Resume model run from checkpoint

Resuming from checkpoint can be helpful in several situations.

The simplest scenario is where you want to simply run the simulation for a longer amount of time. Another common scenario is where you want to use a single checkpoint file to change conditions in two new “child” runs, and then continue each of these runs.

Here, we include three examples for resuming from checkpoints.

Continuing a run for more time

Create a new model run, run it for two timesteps, then finalize model.

delta1 = pyDeltaRCM.DeltaModel(
    out_dir='checkpoint_example',
    save_checkpoint=True,
    checkpoint_dt=1)

for _ in range(2):
    delta1.update()

delta1.finalize()

two_timesteps = np.copy(delta1.eta)

Note

We set checkpoint_dt to 1 so that a checkpoint is saved on every iteration (since we only run two iterations); you probably want to use a small multiple of dt.

fig, ax = plt.subplots()
ax.imshow(two_timesteps)
ax.set_title('bed elevation after two timesteps')
plt.show()

(png, hires.png)

../_images/resume_from_checkpoint-2.png

Now, some time later (days, months, etc), we want to run the model for some additional timesteps.
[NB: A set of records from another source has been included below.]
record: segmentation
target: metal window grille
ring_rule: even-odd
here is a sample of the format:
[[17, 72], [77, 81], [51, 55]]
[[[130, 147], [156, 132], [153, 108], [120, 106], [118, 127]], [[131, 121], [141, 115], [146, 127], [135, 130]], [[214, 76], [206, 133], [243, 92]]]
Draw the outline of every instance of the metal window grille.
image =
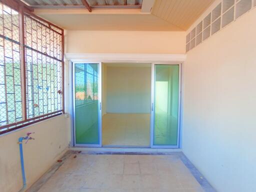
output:
[[0, 2], [0, 134], [64, 112], [64, 31]]

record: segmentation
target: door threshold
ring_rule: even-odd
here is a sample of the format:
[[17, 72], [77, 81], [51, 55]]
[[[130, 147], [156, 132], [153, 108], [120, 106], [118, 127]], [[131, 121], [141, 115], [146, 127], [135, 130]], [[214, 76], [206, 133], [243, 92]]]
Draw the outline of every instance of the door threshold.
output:
[[70, 150], [79, 150], [84, 152], [100, 152], [100, 153], [164, 153], [172, 152], [180, 152], [181, 148], [154, 148], [150, 147], [108, 147], [102, 146], [102, 148], [90, 148], [90, 147], [72, 147]]
[[112, 146], [106, 144], [102, 146], [105, 148], [150, 148], [150, 146]]

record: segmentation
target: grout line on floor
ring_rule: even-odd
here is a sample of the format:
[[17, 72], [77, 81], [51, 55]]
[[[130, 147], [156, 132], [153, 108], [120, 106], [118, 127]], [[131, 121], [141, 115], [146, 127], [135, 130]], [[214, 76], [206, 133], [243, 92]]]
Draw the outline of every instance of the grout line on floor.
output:
[[183, 152], [179, 154], [180, 160], [185, 166], [190, 170], [191, 174], [200, 184], [206, 192], [216, 192], [216, 190], [212, 188], [204, 176], [198, 170], [196, 166], [191, 162]]

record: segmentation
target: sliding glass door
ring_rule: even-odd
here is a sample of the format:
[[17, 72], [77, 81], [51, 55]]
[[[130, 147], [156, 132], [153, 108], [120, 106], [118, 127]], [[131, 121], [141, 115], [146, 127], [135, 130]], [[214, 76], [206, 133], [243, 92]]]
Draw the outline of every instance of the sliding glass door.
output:
[[74, 146], [101, 146], [101, 64], [73, 62]]
[[152, 64], [151, 146], [178, 148], [180, 66]]

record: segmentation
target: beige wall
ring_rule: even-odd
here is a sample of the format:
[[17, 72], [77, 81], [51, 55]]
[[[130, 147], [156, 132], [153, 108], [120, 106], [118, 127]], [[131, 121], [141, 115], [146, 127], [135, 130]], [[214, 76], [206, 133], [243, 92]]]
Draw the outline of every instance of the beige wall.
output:
[[182, 32], [68, 30], [65, 52], [184, 54], [185, 36]]
[[256, 192], [256, 9], [188, 53], [183, 152], [218, 192]]
[[106, 112], [150, 113], [151, 68], [106, 68]]
[[18, 192], [22, 186], [18, 139], [28, 132], [34, 140], [23, 144], [27, 184], [29, 187], [66, 152], [70, 134], [69, 118], [64, 115], [0, 136], [0, 190]]

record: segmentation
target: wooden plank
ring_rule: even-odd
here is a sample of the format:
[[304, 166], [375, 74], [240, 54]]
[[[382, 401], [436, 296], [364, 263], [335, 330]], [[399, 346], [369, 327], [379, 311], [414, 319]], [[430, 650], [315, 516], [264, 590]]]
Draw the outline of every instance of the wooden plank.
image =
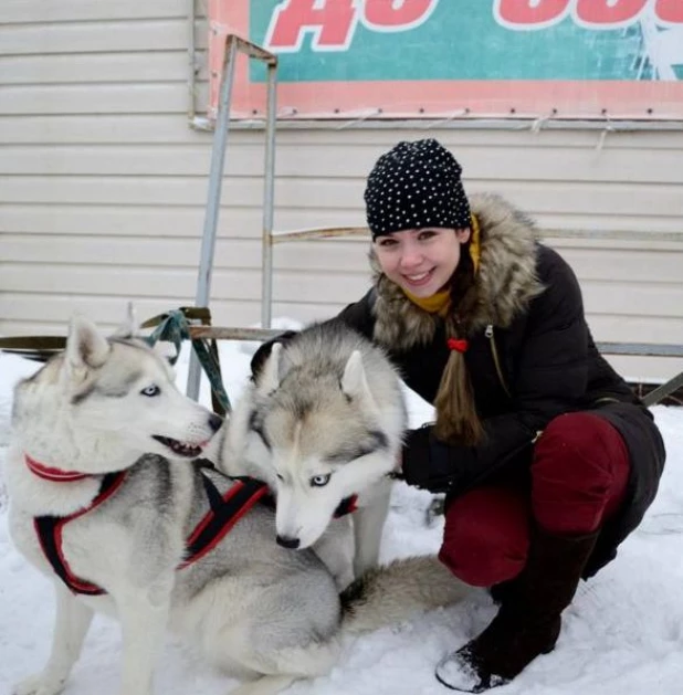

We simply specify the output folder that contains the model and the checkpoint file, and set resume_checkpoint to True.

delta2 = pyDeltaRCM.DeltaModel(
    out_dir='checkpoint_example',
    resume_checkpoint=True)

for _ in range(2):
    delta2.update()

delta2.finalize()

four_timesteps = np.copy(delta2.eta)
diff = four_timesteps - two_timesteps
fig, ax = plt.subplots()
im = ax.imshow(
    diff, cmap='RdBu',
    vmin=-0.5, vmax=0.5)
plt.colorbar(im, ax=ax, shrink=0.5)
ax.set_title('bed elevation change after two additional timesteps')

(png, hires.png)

../_images/resume_from_checkpoint-3.png

Continuing a run for more time from any file

In this example, we will run from a checkpoint file that is shipped with pyDeltaRCM. Referencing the documentation for the resume_checkpoint parameter, it is clear that we can specify a checkpoint file by passing a pyDeltaRCM output folder as a string.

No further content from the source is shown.